相続土地国庫帰属制度の帰属件数248件
 法務省が明らかにした相続土地国庫帰属制度の運用状況によると、制度開始から今年3月末までに国に帰属された件数は248件となっていることがわかりました。
 相続では、相続財産に不要な土地があってもその土地だけを放棄することができず、不要な土地を含め全て相続するか、相続放棄をするしかない状況の中で、土地利用のニーズ低下に伴い相続土地を手放したいと考える者の増加が「所有者不明土地」発生の大きな要因と言われていることから、相続登記の申請の義務化等とあわせて同制度が創設され、令和5年4月27日から開始されました。
 今年3月31日現在の申請件数(総数)は、青森県、鳥取県、沖縄県を除く1都1道2府40県から1,905件。その地目は「田・畑」が721件と最も多く、以下、「宅地」698件、「山林」280件、「その他」206件となっています。
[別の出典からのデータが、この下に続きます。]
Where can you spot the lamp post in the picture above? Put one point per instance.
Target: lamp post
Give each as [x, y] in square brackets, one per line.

 審査の結果をみると、認められた(帰属)件数は248件で、その地目は「宅地」107件、「農用地」57件、「森林」6件、「その他」78件となっています。
 一方、却下・不承認は18件(却下6件・不承認12件)、取下げは212件。却下・不承認の主な理由をみると、却下では「現に通路の用に供されている土地に該当」、「境界が明らかでない土地に該当」、また不承認では「国庫に帰属した後、国が管理に要する費用以外の金銭債務を法令の規定に基づき負担する土地に該当」、「国による追加の整備が必要な森林に該当」などでした。